Re: [PATCH v6 0/4] PCI: Add support for resetting the Root Ports in a platform specific way
From: Brian Norris <briannorris@chromium.org>
Date: 2025-08-28 20:01:55
Also in:
linux-arm-kernel, linux-arm-msm, linux-pci, linux-rockchip, lkml
On Tue, Jul 15, 2025 at 07:51:03PM +0530, Manivannan Sadhasivam via B4 Relay wrote:
Hi, Currently, in the event of AER/DPC, PCI core will try to reset the slot (Root Port) and its subordinate devices by invoking bridge control reset and FLR. But in some cases like AER Fatal error, it might be necessary to reset the Root Ports using the PCI host bridge drivers in a platform specific way (as indicated by the TODO in the pcie_do_recovery() function in drivers/pci/pcie/err.c). Otherwise, the PCI link won't be recovered successfully. So this series adds a new callback 'pci_host_bridge::reset_root_port' for the host bridge drivers to reset the Root Port when a fatal error happens. Also, this series allows the host bridge drivers to handle PCI link down event by resetting the Root Ports and recovering the bus.

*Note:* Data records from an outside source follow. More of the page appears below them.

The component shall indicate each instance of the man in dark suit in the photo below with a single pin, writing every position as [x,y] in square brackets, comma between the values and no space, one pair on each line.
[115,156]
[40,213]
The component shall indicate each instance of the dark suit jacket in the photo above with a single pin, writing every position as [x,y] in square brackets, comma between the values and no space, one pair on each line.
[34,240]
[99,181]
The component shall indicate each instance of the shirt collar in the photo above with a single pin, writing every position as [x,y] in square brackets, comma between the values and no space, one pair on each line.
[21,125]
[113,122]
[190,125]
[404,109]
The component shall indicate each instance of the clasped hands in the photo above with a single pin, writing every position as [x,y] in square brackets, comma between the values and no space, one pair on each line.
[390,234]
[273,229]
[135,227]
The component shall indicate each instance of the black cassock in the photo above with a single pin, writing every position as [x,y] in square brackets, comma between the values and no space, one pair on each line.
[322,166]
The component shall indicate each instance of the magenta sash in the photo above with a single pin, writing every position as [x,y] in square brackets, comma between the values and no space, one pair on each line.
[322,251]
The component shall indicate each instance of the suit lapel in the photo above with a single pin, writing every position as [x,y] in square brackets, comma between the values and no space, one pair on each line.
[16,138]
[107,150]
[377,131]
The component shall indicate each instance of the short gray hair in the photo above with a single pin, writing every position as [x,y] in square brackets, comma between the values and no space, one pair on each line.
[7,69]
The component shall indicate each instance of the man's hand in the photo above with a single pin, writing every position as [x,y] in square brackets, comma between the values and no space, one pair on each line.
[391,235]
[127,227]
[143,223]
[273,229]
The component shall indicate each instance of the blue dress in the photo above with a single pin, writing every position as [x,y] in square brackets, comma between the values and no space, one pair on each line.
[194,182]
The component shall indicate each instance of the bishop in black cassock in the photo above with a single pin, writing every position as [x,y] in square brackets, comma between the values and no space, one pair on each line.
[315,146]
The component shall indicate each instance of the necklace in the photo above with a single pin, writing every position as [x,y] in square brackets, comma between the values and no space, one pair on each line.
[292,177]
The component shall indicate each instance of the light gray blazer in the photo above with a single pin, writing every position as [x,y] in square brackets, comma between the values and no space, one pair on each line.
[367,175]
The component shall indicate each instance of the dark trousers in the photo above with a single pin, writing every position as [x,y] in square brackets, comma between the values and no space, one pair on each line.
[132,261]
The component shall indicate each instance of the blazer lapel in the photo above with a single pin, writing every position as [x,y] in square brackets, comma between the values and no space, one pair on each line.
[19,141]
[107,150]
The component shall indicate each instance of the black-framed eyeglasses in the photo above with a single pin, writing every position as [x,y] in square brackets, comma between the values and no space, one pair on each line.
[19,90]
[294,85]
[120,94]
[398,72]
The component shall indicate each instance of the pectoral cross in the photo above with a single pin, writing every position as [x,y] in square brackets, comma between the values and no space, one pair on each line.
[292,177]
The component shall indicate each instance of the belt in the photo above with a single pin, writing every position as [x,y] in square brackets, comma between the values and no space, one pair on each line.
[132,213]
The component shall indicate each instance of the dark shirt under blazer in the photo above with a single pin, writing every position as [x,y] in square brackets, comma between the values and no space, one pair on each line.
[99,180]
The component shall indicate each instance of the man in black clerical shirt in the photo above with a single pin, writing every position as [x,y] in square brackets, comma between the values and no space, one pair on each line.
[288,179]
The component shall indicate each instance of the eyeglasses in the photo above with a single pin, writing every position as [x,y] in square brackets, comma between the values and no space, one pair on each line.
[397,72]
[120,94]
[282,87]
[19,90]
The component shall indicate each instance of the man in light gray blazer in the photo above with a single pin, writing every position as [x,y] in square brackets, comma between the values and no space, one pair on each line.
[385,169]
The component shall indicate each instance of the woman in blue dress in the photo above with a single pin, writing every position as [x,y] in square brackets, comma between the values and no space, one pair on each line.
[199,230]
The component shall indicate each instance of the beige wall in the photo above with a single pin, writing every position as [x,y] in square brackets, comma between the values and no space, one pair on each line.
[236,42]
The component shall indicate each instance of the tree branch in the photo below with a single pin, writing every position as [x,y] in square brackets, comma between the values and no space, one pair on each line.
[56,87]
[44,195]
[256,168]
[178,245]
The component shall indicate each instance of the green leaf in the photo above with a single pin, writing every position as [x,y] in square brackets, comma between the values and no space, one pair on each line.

This is accomplished by the help of the new 'pci_host_handle_link_down()' API. Host bridge drivers are expected to call this API (preferrably from a threaded IRQ handler) with relevant Root Port 'pci_dev' when a link down event is detected for the port. The API will reuse the pcie_do_recovery() function to recover the link if AER support is enabled, otherwise it will directly call the reset_root_port() callback of the host bridge driver (if exists). For reference, I've modified the pcie-qcom driver to call pci_host_handle_link_down() API with Root Port 'pci_dev' after receiving the LINK_DOWN global_irq event and populated 'pci_host_bridge::reset_root_port()' callback to reset the Root Port. Since the Qcom PCIe controllers support only a single Root Port (slot) per controller instance, the API is going to be invoked only once. For multi Root Port controllers, the controller driver is expected to detect the Root Port that received the link down event and call the pci_host_handle_link_down() API with 'pci_dev' of that Root Port. Testing ------- I've lost access to my test setup now. So Krishna (Cced) will help with testing on the Qcom platform and Wilfred or Niklas should be able to test it on Rockchip platform. For the moment, this series is compile tested only.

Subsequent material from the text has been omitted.